Em 1998, Bin Laden começou a oferecer entrevistas à mídia estrangeira em seu complexo de tendas no sul do Afeganistão.

Depois que Bin Laden foi acusado de atacar as embaixadas dos EUA em Nairóbi e Dar es Salaam em 1998, o governo Clinton disparou mísseis cruse contra o Afeganistão. No ano seguinte, sancionou o regime do Talibã.

Em 2000, o Talibã, mais uma vez em busca de ajuda internacional, rescindiu um decreto que proibia as mulheres de trabalhar para agências internacionais de ajuda humanitária.
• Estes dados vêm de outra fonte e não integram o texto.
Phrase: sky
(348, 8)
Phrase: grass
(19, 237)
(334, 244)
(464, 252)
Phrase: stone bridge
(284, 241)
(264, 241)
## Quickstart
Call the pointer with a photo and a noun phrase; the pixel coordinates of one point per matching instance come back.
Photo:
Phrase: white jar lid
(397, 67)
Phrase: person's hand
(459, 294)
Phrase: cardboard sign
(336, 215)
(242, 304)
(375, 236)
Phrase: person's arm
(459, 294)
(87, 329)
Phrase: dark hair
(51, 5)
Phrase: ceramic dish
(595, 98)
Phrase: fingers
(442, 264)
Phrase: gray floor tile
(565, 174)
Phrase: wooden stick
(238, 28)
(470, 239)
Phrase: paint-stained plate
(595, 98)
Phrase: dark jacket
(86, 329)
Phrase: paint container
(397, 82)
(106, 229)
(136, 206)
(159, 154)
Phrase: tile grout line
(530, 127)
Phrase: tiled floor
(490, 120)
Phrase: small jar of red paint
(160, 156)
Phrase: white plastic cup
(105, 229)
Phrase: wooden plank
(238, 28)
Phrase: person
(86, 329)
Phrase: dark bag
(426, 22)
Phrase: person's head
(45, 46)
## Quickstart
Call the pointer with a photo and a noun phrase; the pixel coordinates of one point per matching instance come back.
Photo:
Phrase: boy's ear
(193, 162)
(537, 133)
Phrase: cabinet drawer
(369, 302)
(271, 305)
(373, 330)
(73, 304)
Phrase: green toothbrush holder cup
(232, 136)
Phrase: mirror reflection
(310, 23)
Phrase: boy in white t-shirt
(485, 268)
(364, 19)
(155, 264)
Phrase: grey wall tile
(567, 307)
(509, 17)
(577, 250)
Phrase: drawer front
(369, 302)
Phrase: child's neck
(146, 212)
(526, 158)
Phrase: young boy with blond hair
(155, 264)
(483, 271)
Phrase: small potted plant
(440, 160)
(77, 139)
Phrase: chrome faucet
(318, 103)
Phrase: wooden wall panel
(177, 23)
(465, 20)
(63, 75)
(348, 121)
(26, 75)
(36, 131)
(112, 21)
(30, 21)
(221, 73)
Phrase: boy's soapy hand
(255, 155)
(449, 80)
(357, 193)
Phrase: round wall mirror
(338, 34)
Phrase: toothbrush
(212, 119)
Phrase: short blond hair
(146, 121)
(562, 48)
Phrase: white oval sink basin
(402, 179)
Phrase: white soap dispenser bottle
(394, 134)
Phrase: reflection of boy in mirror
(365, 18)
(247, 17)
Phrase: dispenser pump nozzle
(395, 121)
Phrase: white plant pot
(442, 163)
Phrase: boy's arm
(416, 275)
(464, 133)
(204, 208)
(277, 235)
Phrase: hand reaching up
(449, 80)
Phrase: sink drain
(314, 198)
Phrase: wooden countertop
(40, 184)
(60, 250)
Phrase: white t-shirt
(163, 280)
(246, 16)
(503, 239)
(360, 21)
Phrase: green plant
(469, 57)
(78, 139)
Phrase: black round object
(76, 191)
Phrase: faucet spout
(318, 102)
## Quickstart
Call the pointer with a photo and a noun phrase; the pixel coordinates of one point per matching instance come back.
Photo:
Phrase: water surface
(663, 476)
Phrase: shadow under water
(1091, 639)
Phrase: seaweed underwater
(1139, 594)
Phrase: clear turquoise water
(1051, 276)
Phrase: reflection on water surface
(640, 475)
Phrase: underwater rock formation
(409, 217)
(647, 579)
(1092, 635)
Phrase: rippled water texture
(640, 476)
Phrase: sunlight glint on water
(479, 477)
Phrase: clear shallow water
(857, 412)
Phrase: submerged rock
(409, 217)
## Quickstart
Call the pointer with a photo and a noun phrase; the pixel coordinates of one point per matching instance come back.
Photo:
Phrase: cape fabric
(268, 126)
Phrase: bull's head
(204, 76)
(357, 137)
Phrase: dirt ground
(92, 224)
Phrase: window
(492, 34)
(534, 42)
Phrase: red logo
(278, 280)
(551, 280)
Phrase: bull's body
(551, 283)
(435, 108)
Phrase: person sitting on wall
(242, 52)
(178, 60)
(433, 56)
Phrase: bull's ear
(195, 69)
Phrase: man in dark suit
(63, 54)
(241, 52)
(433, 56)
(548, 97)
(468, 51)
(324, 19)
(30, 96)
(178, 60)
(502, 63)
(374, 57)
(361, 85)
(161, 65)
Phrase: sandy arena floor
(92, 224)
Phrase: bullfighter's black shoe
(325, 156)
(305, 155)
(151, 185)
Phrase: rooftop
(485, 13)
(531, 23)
Mas os ataques terroristas de 11 de setembro de 2001 rapidamente levaram à derrubada do governo do Talibã.

Eventualmente, o grupo se reconfigurou como uma poderosa insurgência, instalando "governadores sombra" em todo o país para se opor ao novo governo afegão apoiado pelos EUA. Mas nos últimos anos, à medida que o retorno do grupo ao poder parecia inevitável, os analistas começaram a se perguntar como seria um novo regime do Talibã.

“O Talibã pós-2001 provou ser uma organização de aprendizado, mais política e mais aberta à influência de fatores externos”, escreveu Thomas Ruttig em um artigo para o Centro de Combate ao Terrorismo em West Point.

Outros apontaram para a perspectiva mais global dos atuais membros do Talibã.

“Muitos líderes do Talibã já passaram mais de uma década no Paquistão ou no Golfo, o que ampliou muito seus horizontes a partir de sua educação paroquial no sul do Afeganistão”, escreveram Borhan Osman e Anand Gopal em 2016 em Taliban Views on a Future State.

Mas no domingo, enquanto os afegãos assistiam à marcha do Talibã em direção ao palácio presidencial do país em Cabul, eles relembraram os momentos mais sombrios do último emirado. Correram para o aeroporto ou cruzaram as fronteiras - tentando sair do país antes do início do novo regime.